La priorité tactique de la Corée du Nord est d’éviter une frappe préventive américaine. Ce scénario était de plus en plus crédible depuis la fin de l’année dernière, l’opinion internationale commençant à être exposée à l’idée d’une frappe limitée, dite « nez ensanglanté », sur les sites de missiles nord-coréens. La reprise de la diplomatie intercoréenne et l’offre spectaculaire d’un sommet Trump-Kim rendent ce scénario impossible à court terme. Un autre bénéfice immédiat pour Pyongyang, qui conserve l’initiative, est de paraître comme la partie ouverte, désireuse de négocier.

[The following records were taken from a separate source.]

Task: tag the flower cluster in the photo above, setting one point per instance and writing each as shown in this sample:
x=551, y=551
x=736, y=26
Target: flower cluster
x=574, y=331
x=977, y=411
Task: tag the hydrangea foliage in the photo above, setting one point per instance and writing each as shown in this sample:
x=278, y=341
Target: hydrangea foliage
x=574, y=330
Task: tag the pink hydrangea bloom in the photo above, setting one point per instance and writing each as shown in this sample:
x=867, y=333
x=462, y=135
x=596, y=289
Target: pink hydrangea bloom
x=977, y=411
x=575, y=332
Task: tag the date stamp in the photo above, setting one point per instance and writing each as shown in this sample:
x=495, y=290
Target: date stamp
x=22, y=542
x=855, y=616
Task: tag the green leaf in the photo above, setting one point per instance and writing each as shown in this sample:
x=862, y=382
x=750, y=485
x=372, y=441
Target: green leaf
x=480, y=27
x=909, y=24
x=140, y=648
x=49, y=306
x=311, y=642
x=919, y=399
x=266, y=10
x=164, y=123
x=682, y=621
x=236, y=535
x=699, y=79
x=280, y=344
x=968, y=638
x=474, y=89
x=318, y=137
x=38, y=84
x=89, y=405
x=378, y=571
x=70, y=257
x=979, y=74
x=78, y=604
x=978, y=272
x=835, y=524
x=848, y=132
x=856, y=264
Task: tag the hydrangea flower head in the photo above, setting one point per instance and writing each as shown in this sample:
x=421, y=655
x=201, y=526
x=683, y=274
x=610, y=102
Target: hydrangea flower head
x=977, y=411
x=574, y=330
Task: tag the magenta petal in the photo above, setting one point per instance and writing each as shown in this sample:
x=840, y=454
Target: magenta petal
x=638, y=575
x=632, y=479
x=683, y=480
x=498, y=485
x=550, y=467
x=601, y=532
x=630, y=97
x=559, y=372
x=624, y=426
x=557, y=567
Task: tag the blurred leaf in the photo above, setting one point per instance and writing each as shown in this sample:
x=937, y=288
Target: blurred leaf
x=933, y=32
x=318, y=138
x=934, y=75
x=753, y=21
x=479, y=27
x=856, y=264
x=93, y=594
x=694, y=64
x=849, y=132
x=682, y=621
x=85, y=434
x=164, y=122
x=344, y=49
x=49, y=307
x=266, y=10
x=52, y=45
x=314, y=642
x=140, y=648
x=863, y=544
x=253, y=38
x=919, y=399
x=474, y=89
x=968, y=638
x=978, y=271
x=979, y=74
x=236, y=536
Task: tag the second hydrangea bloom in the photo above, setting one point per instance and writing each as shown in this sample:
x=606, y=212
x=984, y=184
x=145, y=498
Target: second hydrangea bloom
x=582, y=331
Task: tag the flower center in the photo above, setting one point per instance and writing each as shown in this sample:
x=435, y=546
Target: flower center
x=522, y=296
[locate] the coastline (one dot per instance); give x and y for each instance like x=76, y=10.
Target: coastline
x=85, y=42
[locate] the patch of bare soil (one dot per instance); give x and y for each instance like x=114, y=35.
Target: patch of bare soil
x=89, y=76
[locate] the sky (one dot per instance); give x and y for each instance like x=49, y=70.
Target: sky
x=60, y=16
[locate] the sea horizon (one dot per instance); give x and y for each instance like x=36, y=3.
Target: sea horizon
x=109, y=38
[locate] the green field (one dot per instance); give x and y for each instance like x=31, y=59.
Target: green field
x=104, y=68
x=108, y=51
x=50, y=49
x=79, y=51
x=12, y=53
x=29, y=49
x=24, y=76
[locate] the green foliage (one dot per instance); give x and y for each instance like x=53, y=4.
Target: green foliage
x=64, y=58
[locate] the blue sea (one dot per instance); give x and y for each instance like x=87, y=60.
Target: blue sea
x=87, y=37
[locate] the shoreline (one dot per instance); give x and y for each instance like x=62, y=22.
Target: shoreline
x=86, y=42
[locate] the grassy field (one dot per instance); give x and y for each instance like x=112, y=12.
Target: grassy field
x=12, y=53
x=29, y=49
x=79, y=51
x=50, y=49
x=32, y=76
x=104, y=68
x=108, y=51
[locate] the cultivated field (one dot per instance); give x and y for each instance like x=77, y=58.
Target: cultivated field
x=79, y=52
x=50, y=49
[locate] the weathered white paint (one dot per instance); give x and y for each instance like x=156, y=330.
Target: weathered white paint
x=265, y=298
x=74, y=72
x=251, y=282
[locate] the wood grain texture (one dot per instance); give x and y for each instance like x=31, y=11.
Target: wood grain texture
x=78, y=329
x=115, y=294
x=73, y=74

BBBrune : Quel a été le rôle de la Corée du Sud dans ce nouveau rebondissement ?

La Corée du Sud est revenue au centre du jeu, après une année d’incapacité à influencer le cours des événements. La diplomatie secrète entre les deux Corées en fin d’année 2017 a préparé le terrain pour la participation des Nord-Coréens aux Jeux olympiques de Pyeongchang. La Corée du Sud a ouvert un espace diplomatique et fermé la fenêtre aux Américains en se démarquant soudainement de l’approche « pression maximale » de l’administration Trump.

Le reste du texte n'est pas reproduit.